Félix Salgado Macedonio mantiene su estrategia para buscar la gubernatura de Guerrero, pese a que Morena le cerró la puerta como candidato por ser padre de la actual mandataria estatal, Evelyn Salgado. Ante la falta de respaldo partidista, el senador analiza una posible candidatura independiente y busca apoyos dentro de su estructura política.
La dirigencia de Morena comenzó a definir las candidaturas para los comicios de 2027, pero Guerrero permanece fuera de los primeros anuncios debido a las tensiones internas. En la entidad persisten las disputas entre Esthela Damián, Beatriz Mojica y el propio Salgado, por lo que la definición podría prolongarse.
El senador continúa recorriendo Guerrero y exige espacios para su grupo en ciudades como Chilpancingo, Acapulco e Iguala. Su objetivo es preservar el trabajo territorial construido durante los últimos años y mantener capacidad de negociación dentro del escenario político estatal.

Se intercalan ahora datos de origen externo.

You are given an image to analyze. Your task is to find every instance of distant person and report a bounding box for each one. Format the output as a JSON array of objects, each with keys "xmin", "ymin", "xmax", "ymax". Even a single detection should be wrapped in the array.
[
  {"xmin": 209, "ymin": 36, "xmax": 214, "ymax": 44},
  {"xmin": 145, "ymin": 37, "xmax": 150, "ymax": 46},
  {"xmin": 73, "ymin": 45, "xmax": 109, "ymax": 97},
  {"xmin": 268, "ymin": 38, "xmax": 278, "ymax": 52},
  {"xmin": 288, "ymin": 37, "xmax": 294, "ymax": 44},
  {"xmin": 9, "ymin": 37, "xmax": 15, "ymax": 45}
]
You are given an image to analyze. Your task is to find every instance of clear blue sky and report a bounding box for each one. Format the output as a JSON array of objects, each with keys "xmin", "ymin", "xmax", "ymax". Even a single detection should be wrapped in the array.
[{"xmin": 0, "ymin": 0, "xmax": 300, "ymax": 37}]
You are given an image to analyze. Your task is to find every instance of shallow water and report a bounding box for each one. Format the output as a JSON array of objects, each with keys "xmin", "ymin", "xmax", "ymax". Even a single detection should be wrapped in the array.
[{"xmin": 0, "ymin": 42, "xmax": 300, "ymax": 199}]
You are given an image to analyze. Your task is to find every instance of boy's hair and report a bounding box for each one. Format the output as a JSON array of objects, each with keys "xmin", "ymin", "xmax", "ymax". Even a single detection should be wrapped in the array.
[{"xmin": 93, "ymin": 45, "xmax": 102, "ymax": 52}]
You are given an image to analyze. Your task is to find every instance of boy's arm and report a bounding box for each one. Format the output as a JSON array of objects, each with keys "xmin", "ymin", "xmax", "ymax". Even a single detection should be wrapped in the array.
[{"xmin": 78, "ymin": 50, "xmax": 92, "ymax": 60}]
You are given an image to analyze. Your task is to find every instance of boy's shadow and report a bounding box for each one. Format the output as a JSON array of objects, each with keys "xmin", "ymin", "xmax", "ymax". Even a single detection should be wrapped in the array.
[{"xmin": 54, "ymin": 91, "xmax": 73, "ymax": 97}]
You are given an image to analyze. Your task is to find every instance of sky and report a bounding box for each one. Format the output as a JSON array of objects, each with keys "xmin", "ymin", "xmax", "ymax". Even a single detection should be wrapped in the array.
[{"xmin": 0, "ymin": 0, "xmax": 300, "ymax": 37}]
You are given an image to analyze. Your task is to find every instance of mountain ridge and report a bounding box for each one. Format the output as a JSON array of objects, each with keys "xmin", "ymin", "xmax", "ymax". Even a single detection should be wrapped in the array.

En el oficialismo existe preocupación por los contactos de Salgado con integrantes de su equipo para analizar una nueva fórmula política y electoral fuera de Morena. La estrategia podría modificar el equilibrio de fuerzas en Guerrero y abrir una disputa entre el liderazgo familiar del senador y la estructura institucional de la llamada Cuarta Transformación.
La posible candidatura independiente también genera malestar en el poder ejecutivo federal, debido a que implicaría competir al margen de la definición partidista y dificultaría la construcción de un consenso partidista en el estado. El escenario ocurre mientras Morena busca ordenar sus candidaturas mediante una estrategia nacional para 2027.
Salgado ha reconocido públicamente los límites impuestos por Morena, pero no ha abandonado su aspiración de gobernar Guerrero. La reforma legislativa y las reglas electorales aplicables definirán el margen real de una eventual candidatura independiente, mientras la diplomacia interna y las negociaciones entre grupos continuarán en los próximos meses.
Aunque el senador podría mantener una posición relevante en el Senado hasta 2030 y evaluar una candidatura posterior, esa alternativa no parece satisfacer su objetivo inmediato. Por ahora, sus recorridos, reuniones y contactos políticos mantienen abierta una disputa que podría tener consecuencias para Morena y para la sucesión estatal de 2027.